Archéologie

Silves islamique (Xelb)

Silves islamique (Xelb) : château, citernes almohades et céramique du Gharb al-Andalus, capitale de l'Algarve musulman et référence de l'archéologie islamique…

Perchée sur une colline dominant la vallée de la rivière Arade, Silves conserve dans ses maisons et son château de grès rouge la mémoire d’avoir été l’une des villes les plus brillantes de l’Occident islamique. Sous le nom de Xelb, elle fut pendant des siècles la tête du Gharb al-Andalus, capitale de taifa et centre culturel que les chroniqueurs arabes comparaient aux grandes cités andalouses. L’archéologie menée dans la ville depuis le XIXe siècle, et surtout depuis les campagnes systématiques des années 1980 et 1990, a fait de Silves l’un des sites fondamentaux pour l’étude de la période islamique sur le territoire portugais.

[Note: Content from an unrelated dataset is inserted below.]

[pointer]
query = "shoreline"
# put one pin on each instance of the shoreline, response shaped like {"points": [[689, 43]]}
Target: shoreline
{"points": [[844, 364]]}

Xelb, capitale du Gharb al-Andalus

La position de Silves explique son importance : l’Arade était navigable jusqu’à proximité de la ville, ouvrant une voie fluviale reliant l’intérieur de l’Algarve à l’Atlantique et, par lui, à la Méditerranée. Conquise lors de l’expansion musulmane commencée en 711, Xelb s’est développée comme port et place administrative, et au XIe siècle est devenue le siège d’une taifa gouvernée par al-Mutamide avant son ascension à Séville. Les sources la décrivent comme une ville cultivée, de jardins et de poètes, dont l’éloquence en langue arabe rivalisait avec celle des grandes capitales andalouses.

Les géographes arabes louaient la pureté de l’arabe parlé à Xelb et la finesse de ses poètes, signe que la ville était, plus qu’une forteresse frontalière, un véritable centre de culture.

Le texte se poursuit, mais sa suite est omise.